A somber holiday: Germany honors saints on Nov. 1
In certain regions across Germany, the day after Halloween is a solemn holiday in which Catholics and many Protestants honor the lives of Christian saints and deceased relatives. On All Saints’ Day, or Allerheiligen, special church services are held, prayers are whispered, and cemeteries are swept clean and decorated with flowers. As the sun begins to set over the headstones in the late afternoon, candles are lit and placed on the graves of family members and friends.
Although its origins have been disputed throughout history, the traditions of All Saints’ Day can be traced back to 609, when Pope Bonifatius IV dedicated the Roman Pantheon to the Blessed Virgin and Christian martyrs.
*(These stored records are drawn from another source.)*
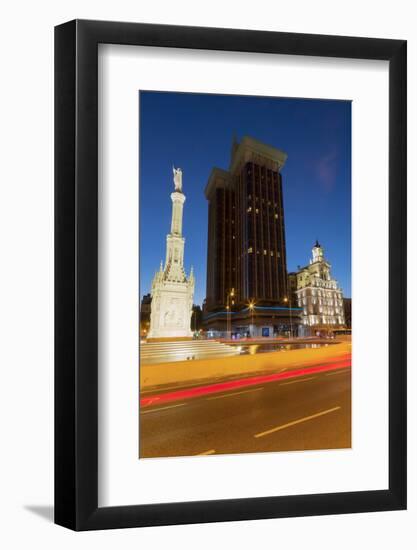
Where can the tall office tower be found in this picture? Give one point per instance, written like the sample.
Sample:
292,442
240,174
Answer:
246,260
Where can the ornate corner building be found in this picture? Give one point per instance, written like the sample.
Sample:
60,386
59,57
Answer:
172,291
318,294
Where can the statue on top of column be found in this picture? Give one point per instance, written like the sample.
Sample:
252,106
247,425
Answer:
177,178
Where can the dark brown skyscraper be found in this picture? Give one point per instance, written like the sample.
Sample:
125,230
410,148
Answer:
246,236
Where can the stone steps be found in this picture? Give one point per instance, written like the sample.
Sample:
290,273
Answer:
161,352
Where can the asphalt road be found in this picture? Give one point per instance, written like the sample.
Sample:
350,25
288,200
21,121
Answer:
305,413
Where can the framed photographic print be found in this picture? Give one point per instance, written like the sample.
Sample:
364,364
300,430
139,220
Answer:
230,275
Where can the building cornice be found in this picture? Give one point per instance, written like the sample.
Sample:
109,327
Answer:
258,148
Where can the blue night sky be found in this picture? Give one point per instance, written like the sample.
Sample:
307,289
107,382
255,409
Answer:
195,132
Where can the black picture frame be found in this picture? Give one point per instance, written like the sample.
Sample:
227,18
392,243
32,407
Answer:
76,273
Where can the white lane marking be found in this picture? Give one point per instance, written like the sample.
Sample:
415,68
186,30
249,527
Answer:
294,422
296,381
209,452
337,372
162,408
233,394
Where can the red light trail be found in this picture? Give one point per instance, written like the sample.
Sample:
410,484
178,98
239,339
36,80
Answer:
241,383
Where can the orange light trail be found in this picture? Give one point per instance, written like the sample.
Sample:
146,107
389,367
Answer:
242,383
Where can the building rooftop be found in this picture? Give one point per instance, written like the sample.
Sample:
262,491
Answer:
251,144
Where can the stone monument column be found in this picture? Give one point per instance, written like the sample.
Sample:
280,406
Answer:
178,199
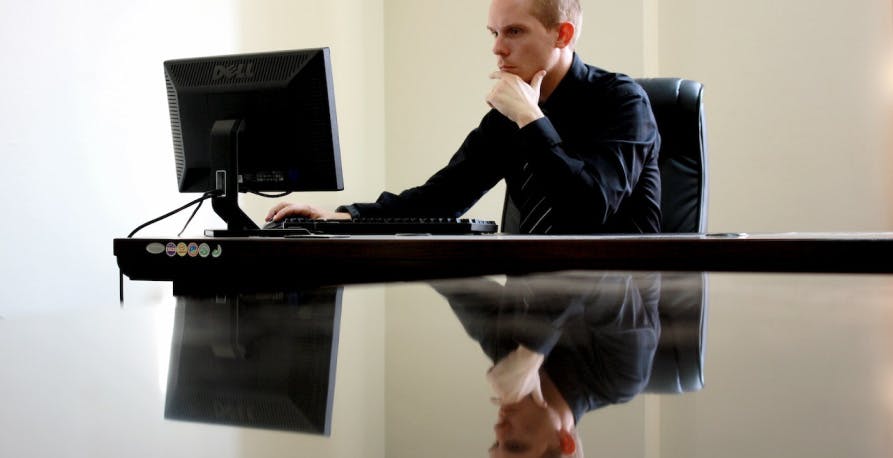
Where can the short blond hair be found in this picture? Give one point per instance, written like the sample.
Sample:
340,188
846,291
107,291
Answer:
553,12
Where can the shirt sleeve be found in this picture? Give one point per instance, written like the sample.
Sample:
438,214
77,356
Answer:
450,192
597,167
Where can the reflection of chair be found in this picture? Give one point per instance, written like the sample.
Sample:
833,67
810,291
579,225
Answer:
679,112
678,364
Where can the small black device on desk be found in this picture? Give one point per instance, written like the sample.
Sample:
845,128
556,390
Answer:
378,226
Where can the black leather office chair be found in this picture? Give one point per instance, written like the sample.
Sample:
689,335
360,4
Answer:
679,111
678,364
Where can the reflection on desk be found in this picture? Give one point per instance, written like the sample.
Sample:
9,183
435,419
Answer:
256,360
605,337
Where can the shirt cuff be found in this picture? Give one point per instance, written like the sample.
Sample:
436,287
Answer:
540,133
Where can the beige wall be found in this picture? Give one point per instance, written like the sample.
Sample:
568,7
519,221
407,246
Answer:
794,112
794,109
353,29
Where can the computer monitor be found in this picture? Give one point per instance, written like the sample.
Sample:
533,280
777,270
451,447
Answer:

This event also happens to coincide with the pagan Fest of the Lemures, a celebration that honored the dead.
Today, many cities have their own Allerheiligen traditions. For example, in Mainz, a colorful cone-shaped candle, or Newweling, is a symbolic component of All Saint’s Day. In other parts of Germany, godparents present gifts of Hefezopf, twisted bread made from yeasty dough, to their godchildren. No matter where you go, All Saints’ Day is considered a silent celebration in which dancing, loud music and other forms of raucous frivolity are banned from public spaces.
Recognized as a public holiday by Baden-Württemberg, Bayern, Rheinland-Pfalz, Nordrhein-Westfalen and Saarland, most post offices, banks and stores will be closed on Nov. 1; however, businesses in and around tourist destinations, along the Autobahns and near public transportation systems may remain open. Plan ahead to avoid unexpected kinks in your travel plans.